Черемошники. Январь 1995 года

   Сначала по дворам прошли хмурые люди в форме. Представлялись участковым и его помощниками. Они переписали всех жителей – не только прописанных, но и тех, кто жил без прописки. Таких здесь было немало: кто снимал комнату или дом, кто жил вместо прописанных здесь родственников, а кто, как гражданин Уморин, и вовсе бомжевал в батраках.
   Но почему-то особенно люди в форме интересовались собаками. Переписали всех хозяйских, спрашивали, много ли здесь бродячих.
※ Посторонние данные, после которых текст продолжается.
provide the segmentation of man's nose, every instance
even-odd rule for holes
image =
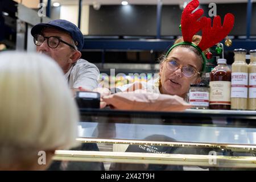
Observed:
[[[49,50],[49,48],[47,40],[44,40],[41,46],[36,46],[36,51],[38,52],[47,52]]]

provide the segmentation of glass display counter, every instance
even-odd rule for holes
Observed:
[[[78,127],[83,147],[55,160],[88,170],[256,169],[255,111],[81,110]]]

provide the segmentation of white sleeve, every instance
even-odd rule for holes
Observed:
[[[75,76],[73,88],[77,88],[81,86],[84,89],[92,90],[97,87],[100,71],[95,65],[88,62],[77,69],[79,70]]]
   – А как же не много! Очень много, – сказала Аленкина бабушка, обрадованная возможности поболтать. – Тут же у нас с двух сторон железная дорога, дома брошенные, на той стороне и вовсе здания кирпичные, пустые. Наркоманы там бывают. Вы бы их переловили. А то страшно ходить стало с трамвайной остановки – там конечная трамвая, так мы через рельсы-то, мимо этих пакгаузов. Идешь и боишься, мало ли что наркоманам в их дурную башку придет. Вот вы бы их…
   – Да мы их и так ловим, – поморщился милиционер. – Сегодня их оттуда выгоним, а завтра они снова там. Сторожить их, что ли? Да и дома эти не наши – линейного отдела… Вы нам про собак, бабушка, давайте.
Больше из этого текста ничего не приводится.